Fırtınalı başlamıştı 1992 yılı, bir şeylere kızmış, öfkelenmiş gibi. Ama öfkesi kime, bilinmez. Bazen düşman yakalamak üzereyken, yağdırır karını doğa, kapatır özgürlük savaşçılarının izlerini, sır olup gittiler sanırsın. Bazen alıp götürür, her biri cihan parçası yiğitleri. Çığ olup düşer, alıp götürür kervandan yol arkadaşlarını. Ayaz olur dondurur sıcacık bedenleri. Bazen en zor anda kurtarıcı olur, bazen de bir düşman olup can alır bilmezcesine.
1992’nin fırtınalı kışı bile dayanamadı Newroz’un sıcaklığına. Artık bahar gelmiş, karın yerine bembeyaz kardelenler kaplamış doğayı. 1992’nin ateşi ülkeyi yakarken bir kor da on sekizlerin yüreğine düşmüştü. Mücadeleden söz eden herkesin gözü alev alev oluyordu. Çıkarcı, bencil ilişkilerin yerini adını henüz koyamadıkları bir sıcaklık almıştı, çünkü herkesin kendine ait küçük bir dünyası yoktu artık. Sonradan öğreneceklerdi bu sıcaklığın adının “heval” olduğunu. Her sabah gerillanın düşüyle uyanan Hêvi, belki de bu gizemli düşü niçin kurduğunu bile bilmiyordu. Sebebini bilmediği duygular O’nu bu sıcak ilişkilere çekiyordu.
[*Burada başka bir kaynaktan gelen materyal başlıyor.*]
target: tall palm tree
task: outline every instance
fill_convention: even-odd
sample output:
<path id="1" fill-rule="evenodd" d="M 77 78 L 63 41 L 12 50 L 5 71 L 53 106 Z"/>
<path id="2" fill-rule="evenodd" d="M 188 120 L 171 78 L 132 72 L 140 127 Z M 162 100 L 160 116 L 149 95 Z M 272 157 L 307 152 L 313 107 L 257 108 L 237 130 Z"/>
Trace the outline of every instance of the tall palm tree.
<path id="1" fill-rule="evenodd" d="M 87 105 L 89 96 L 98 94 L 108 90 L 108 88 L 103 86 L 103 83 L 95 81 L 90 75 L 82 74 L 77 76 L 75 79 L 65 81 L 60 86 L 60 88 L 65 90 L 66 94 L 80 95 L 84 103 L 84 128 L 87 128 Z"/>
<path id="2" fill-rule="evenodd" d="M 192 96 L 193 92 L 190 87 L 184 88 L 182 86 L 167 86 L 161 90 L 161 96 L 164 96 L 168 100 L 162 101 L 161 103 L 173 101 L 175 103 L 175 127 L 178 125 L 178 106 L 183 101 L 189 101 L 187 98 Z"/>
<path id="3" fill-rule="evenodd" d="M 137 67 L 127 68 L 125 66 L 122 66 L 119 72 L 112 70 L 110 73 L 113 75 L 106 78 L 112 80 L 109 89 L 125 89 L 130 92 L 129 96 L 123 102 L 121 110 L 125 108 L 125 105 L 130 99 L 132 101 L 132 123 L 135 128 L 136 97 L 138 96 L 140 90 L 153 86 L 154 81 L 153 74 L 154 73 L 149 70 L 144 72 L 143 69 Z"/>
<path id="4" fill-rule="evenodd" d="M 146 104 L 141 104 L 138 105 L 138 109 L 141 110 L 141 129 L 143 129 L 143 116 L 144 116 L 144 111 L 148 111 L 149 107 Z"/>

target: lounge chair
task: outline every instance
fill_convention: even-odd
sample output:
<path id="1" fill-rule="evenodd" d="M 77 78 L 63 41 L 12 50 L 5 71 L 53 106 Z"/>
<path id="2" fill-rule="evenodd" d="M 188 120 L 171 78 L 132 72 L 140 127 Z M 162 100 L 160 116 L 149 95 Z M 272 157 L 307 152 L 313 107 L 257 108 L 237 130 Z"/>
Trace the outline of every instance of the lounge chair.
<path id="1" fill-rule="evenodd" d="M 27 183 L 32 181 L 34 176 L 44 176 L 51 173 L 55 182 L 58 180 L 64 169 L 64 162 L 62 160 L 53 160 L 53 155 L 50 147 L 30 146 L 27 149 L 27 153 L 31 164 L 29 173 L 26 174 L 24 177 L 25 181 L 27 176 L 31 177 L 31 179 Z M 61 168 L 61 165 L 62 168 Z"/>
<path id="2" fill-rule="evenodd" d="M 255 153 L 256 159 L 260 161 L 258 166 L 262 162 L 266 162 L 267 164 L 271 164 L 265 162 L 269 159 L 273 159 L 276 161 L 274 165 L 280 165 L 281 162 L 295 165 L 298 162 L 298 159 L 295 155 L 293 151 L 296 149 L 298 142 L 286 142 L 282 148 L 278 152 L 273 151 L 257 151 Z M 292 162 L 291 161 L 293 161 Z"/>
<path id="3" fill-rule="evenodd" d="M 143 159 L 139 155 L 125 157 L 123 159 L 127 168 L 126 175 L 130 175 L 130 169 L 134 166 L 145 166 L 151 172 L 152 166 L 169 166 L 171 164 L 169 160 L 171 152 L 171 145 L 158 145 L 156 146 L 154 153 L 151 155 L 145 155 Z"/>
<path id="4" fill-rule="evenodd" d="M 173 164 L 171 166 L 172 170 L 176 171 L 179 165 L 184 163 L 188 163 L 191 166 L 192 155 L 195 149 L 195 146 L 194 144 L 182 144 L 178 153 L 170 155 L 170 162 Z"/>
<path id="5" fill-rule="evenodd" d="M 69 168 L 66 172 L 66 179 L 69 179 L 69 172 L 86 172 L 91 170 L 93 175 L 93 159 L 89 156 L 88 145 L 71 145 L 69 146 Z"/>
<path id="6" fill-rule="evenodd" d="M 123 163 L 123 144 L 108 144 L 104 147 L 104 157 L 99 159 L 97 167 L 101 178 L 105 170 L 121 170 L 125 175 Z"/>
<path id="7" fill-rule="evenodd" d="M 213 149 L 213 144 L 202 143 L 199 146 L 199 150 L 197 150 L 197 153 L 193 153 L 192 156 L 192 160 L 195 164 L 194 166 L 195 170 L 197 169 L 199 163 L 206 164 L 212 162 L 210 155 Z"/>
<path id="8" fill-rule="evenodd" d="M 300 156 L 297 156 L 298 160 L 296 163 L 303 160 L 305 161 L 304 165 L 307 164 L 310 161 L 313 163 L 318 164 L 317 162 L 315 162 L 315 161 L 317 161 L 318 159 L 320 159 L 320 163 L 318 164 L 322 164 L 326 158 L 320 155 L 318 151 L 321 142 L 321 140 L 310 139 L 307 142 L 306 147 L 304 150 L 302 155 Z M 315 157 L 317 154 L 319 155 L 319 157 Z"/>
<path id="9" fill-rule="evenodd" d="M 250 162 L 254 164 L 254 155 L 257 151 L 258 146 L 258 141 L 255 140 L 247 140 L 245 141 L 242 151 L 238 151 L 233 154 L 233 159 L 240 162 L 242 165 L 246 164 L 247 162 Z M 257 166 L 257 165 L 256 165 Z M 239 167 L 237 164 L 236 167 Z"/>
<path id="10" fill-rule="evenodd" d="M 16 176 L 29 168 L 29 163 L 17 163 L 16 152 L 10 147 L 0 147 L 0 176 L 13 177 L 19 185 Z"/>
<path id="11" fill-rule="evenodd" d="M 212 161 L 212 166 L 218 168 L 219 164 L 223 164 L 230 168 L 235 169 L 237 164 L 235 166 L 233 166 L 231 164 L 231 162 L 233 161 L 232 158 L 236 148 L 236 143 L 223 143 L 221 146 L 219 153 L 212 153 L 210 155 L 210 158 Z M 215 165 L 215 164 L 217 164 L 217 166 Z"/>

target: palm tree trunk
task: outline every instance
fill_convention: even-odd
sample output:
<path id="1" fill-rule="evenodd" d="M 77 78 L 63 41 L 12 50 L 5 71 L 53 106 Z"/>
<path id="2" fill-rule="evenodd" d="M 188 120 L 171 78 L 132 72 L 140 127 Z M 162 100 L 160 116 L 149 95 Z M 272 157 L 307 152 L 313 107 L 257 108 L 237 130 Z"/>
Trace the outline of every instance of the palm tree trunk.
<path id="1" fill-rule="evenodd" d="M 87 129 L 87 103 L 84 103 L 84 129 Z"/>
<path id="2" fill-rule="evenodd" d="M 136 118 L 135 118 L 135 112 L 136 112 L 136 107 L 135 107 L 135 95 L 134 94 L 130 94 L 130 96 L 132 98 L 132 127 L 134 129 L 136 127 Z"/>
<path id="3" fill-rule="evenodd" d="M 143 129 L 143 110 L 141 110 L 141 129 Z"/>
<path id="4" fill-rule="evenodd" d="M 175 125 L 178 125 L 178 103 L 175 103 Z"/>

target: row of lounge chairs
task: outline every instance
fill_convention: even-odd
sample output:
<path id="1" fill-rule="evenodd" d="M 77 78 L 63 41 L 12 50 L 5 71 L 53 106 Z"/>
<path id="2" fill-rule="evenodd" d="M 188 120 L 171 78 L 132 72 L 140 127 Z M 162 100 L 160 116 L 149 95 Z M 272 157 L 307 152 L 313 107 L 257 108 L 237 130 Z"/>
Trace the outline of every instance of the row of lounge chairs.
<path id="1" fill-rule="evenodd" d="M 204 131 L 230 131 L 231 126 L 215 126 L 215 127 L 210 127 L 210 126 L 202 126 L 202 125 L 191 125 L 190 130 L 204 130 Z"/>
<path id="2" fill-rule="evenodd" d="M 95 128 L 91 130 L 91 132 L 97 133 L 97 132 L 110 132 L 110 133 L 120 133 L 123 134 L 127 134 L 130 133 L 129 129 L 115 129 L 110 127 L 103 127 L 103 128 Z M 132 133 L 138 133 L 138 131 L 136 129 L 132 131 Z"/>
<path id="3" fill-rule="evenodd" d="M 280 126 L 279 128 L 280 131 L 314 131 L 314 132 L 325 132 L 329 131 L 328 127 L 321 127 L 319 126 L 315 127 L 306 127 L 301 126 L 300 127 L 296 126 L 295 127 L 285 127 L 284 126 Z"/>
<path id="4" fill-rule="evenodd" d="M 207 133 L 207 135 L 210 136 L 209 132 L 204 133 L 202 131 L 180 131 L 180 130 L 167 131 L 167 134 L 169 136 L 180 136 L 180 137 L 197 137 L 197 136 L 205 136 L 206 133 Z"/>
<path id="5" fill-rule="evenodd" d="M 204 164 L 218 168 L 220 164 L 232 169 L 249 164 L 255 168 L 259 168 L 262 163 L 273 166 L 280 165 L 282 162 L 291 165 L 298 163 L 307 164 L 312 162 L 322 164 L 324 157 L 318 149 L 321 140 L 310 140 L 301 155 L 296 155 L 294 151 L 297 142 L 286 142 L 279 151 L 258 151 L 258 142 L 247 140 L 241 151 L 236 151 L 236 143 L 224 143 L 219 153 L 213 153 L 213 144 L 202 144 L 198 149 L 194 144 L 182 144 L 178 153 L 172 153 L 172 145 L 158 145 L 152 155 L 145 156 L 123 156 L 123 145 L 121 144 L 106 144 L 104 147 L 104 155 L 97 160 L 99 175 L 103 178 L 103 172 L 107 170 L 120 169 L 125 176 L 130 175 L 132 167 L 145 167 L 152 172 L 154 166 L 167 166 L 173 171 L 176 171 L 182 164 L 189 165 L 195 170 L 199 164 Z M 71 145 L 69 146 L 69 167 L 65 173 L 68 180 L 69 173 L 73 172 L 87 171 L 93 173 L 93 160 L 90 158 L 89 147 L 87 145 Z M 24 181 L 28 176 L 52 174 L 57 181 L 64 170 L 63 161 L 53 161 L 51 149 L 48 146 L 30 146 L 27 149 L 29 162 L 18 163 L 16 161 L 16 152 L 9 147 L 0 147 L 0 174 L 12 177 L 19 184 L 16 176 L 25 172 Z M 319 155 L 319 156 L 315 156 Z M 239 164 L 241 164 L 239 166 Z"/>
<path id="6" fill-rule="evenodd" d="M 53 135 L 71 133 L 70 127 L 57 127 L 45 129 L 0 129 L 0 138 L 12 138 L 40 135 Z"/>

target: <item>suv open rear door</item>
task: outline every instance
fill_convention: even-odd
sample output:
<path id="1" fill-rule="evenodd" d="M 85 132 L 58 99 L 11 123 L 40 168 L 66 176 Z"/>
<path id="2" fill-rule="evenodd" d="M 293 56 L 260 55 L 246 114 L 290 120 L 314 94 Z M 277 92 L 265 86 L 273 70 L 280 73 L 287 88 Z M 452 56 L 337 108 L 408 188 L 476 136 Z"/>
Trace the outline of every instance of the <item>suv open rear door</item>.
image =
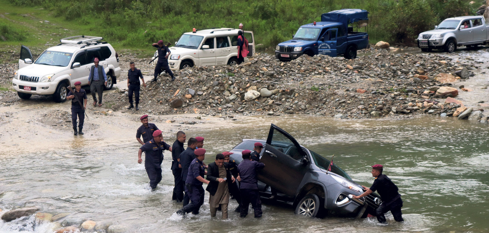
<path id="1" fill-rule="evenodd" d="M 26 59 L 29 59 L 26 61 Z M 19 58 L 19 68 L 27 66 L 32 64 L 32 54 L 30 49 L 24 45 L 21 46 L 21 56 Z"/>
<path id="2" fill-rule="evenodd" d="M 293 197 L 309 167 L 302 163 L 306 152 L 287 132 L 273 124 L 260 162 L 265 167 L 258 179 L 281 193 Z"/>

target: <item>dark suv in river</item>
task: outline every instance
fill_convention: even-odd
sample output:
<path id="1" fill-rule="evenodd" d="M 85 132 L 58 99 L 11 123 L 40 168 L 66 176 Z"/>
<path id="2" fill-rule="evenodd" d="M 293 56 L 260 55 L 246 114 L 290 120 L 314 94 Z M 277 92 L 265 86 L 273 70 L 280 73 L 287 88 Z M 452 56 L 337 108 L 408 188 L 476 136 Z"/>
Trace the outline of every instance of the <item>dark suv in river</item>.
<path id="1" fill-rule="evenodd" d="M 361 186 L 352 180 L 345 171 L 324 157 L 300 146 L 285 130 L 271 124 L 266 141 L 243 139 L 230 152 L 239 163 L 243 160 L 241 151 L 252 149 L 255 142 L 265 145 L 260 162 L 266 165 L 258 172 L 258 189 L 262 198 L 277 193 L 277 201 L 295 207 L 295 213 L 321 217 L 326 214 L 350 217 L 366 217 L 375 215 L 382 203 L 375 193 L 360 200 L 349 194 L 363 193 Z"/>

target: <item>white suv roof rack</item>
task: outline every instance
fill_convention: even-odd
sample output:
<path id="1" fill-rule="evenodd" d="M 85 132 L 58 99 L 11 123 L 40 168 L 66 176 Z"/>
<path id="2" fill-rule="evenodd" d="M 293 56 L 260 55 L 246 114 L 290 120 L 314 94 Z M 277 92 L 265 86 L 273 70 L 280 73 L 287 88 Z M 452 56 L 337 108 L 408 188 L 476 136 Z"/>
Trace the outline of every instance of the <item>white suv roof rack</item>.
<path id="1" fill-rule="evenodd" d="M 104 38 L 100 37 L 92 37 L 90 36 L 75 36 L 67 37 L 60 40 L 60 42 L 63 43 L 75 43 L 80 44 L 88 42 L 100 41 Z"/>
İlk baharın sıcak bir günüydü, nihayet uzun süredir, beklenen kelimeler tek tek dudaklardan döküldü. Beş kişiydiler. Okul bahçesinde oturmuş, koyu bir sohbete dalmışlardı. İster istemez konu anlatılmakla bitmeyen gerillaya gitmişti. Hepsi bir ağızdan, hararetle konuşuyordu. Yeni şeyleri öğrenmenin verdiği acelecilikle birbirlerine sıra vermiyorlardı. İçlerine sığdıramadıkları özlemleri dudaklarından dökülen cümlelerle bir başka güzel oluyordu. Uzun süredir başlayan bu koyu sohbete kaygılı bakışlarıyla katılıyordu Hêvi heval. Normal zamanlarda bir türlü susturamadıkları Hêvi’yi böyle suskun görünce, arkadaşları O’nu konuşmaya zorladılar. Bir sorunun olduğunu düşünerek arkadaşlığın tüm sıcaklığıyla sardılar, dört bir yanını. Belli ki bir şeylere sıkılmıştı ruhu. Bu sıcaklığa daha fazla dayanamadan eriyiverdi kaygıları ve kendini bu hararetli sohbetin içinde buldu, Hêvi. Hêvi’nin kimseye sıra vermediğini gören arkadaşları O’na takılmaktan geri durmadılar. O’nu ikna ettikleri için pişman olduklarını belirtmeleri bile susturmaya yetmedi, Hêvi’yi. Bu suskunluk belli ki içinde kopan fırtınaların belirtileriydi. O’nu susturamayacağını anlayan Şiyar, birden tüm havayı değiştiren soruyu sordu.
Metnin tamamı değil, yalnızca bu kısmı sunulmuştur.